Wounded and Uncomfortable

Crouching Woman

Crouching Woman

The Cry

Psychology fascinates me. When I’m not writing, working or studying art, I’m reading about psychology. And in one of my psych books I found the following description of a sculpture:

“The body flexed to the point of pain produces the most compelling planes and twists. . . Rodin preferred his models to be hurting physically while he worked their forms in pencil or stone.”

Eve

Whoa! Having spent so much time with fashion and dance, where we try to create an illusion of beauty, even perfection, the thought of purposfully positioning your model in a pose of wounded discomfort is an interesting idea.

Rodin was a trail blazer. Because his sculptures didn’t reflect mythology or history, he was put down by the leaders of his time. Pardon the pun, but someone has to break the mold. Isn’t that what art is?

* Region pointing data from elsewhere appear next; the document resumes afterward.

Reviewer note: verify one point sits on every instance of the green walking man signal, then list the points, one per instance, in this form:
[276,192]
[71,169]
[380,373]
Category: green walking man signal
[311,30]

One of Rodin’s models was Camille Claudel. A sculptor in her own right. Claudel was committed to a mental institution for 30 years after her affair with Rodin ended. Is her work the face of madness? I don’t know, some claim she was sane, or at least sane when she was working. Considering the mental health practices of the late 1800s, I don’t know if her commitment was treatment or torture.

The Man with the Broken Nose

Rodin was famous for one sculpture, a head that fell on the floor and became essentially “wounded.” He left it that way, he liked it half-destroyed. In addition, he wanted to capture the emotional state of his subject. Many of his sculptures, like Crouching Woman, appear to be just a moment in time. A quick gesture. They leave me wondering how long the poor girl had to stay like that.

But for me, this is a lesson for my own artwork. I’m constantly trying to capture feminine strength, dignity and perseverance. Based on Rodin’s lessons, I think I’ll throw in a little more discomfort, pain and vulnerability in the future.